Sunday, 20 April 2025, 12:56 pm

    2024 government borrowings push external debt 10 percent higher to USD12.2D

    The country’s total external debt (EDT) decreased to USD137.63 billion as of December 2024, a 1.4 percent drop from the previous quarter’s USD139.64 billion, according to the Bangko Sentral ng Pilipinas (BSP). The reduction reflects both a decline in debt levels and the country’s 5.2 percent GDP expansion in Q4 2024, bringing the external debt ratio down to 29.8 percent from 30.6 percent in September 2024.

    This decline in external debt was influenced by a stronger US dollar, which led to a USD1.29 billion negative FX revaluation, and a USD835.33 million reduction from the net acquisition of Philippine debt securities by residents.

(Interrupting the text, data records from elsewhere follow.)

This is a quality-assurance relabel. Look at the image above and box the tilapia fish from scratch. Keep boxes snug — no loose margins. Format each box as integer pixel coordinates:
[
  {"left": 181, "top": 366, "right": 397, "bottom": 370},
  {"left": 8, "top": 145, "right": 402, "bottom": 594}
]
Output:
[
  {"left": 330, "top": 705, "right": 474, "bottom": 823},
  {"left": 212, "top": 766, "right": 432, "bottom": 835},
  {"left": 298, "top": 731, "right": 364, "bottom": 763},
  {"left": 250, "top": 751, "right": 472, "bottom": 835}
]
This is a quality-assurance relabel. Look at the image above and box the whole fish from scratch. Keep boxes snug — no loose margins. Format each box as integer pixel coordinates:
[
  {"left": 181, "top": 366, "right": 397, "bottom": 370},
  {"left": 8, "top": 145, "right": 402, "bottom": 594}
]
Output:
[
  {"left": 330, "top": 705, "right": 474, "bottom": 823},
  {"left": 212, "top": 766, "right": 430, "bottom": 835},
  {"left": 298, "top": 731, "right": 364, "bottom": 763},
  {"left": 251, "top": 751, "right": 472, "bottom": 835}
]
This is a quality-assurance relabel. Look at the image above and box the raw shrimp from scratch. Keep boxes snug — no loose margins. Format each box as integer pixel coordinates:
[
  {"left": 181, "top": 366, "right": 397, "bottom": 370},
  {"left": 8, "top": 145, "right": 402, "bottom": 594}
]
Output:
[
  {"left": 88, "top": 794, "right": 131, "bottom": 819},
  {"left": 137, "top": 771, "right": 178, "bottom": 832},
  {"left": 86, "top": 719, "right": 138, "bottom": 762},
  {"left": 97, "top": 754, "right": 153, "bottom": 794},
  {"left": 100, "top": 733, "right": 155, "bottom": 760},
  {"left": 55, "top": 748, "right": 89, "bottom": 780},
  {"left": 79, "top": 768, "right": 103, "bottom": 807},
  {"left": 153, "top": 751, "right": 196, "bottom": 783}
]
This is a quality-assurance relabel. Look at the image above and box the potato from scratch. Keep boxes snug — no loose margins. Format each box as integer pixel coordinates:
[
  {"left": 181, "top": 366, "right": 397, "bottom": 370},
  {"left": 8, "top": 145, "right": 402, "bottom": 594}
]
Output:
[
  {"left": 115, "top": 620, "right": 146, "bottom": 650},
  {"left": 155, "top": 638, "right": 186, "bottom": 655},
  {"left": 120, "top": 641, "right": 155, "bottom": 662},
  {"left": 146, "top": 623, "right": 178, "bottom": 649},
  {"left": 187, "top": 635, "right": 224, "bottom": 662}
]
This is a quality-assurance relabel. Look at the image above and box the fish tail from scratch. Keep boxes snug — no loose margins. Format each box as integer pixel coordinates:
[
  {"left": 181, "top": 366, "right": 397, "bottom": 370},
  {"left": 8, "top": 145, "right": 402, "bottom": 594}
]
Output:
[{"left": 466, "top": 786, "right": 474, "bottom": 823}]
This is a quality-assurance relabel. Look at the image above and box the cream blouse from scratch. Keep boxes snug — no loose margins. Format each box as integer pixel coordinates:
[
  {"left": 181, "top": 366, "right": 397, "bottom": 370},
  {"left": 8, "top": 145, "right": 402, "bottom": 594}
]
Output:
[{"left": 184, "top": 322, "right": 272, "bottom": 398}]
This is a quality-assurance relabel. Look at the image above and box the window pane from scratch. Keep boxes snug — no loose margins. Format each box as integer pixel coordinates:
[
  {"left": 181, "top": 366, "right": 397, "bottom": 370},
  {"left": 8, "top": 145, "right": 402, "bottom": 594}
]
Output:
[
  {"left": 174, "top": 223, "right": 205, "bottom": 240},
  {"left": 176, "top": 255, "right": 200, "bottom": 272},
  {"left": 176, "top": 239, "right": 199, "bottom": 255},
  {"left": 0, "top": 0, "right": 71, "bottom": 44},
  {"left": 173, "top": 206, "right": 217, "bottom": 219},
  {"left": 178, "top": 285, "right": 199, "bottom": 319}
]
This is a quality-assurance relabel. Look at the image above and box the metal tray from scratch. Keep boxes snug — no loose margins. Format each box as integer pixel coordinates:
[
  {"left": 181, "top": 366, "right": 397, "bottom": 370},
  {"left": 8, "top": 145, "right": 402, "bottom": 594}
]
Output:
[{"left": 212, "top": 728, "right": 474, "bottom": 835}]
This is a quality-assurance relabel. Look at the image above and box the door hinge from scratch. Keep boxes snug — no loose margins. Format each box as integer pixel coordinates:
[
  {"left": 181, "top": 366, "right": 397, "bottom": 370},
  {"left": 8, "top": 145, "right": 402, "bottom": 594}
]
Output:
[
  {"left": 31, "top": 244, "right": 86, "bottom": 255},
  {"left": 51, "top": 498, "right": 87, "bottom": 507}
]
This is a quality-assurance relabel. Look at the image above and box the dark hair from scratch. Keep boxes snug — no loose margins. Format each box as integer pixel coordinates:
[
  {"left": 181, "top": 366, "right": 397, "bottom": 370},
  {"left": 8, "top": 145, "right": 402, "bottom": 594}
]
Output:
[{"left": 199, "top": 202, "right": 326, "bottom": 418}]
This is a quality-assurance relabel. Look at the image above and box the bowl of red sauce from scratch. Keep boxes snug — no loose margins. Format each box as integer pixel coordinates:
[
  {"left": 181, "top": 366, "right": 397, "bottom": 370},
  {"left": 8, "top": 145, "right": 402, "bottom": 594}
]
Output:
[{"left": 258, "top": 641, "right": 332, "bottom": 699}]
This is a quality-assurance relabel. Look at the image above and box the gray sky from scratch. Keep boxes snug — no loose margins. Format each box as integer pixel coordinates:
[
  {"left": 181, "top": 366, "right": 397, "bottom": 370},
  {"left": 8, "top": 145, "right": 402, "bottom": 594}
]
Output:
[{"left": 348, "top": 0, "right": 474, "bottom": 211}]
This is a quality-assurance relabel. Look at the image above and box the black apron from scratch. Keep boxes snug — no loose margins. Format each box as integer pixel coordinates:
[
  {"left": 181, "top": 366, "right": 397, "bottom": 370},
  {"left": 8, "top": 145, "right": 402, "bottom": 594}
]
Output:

The country’s debt service ratio (DSR) rose to 11.5 percent, reflecting higher debt service payments, but other indicators, such as gross international reserves (GIR), remained robust at USD106.26 billion, covering 3.81 times short-term debt.

    Despite the decline in the last quarter, the country’s external debt stock grew by USD12.23 billion (9.8 percent) year-on-year, largely due to net availments of USD9.61 billion to meet liquidity needs. Public sector debt accounted for most of the debt stock, with 92.9 percent belonging to the National Government.

    The external debt profile remains primarily composed of medium-to-long-term (MLT) borrowings, with US$109.72 billion (79.7 percent) in MLT debt. Currency mix remains dominated by US dollars (74 percent). The Philippines’ financial stability appears secure, with sustainable debt levels and ample reserves to meet future obligations.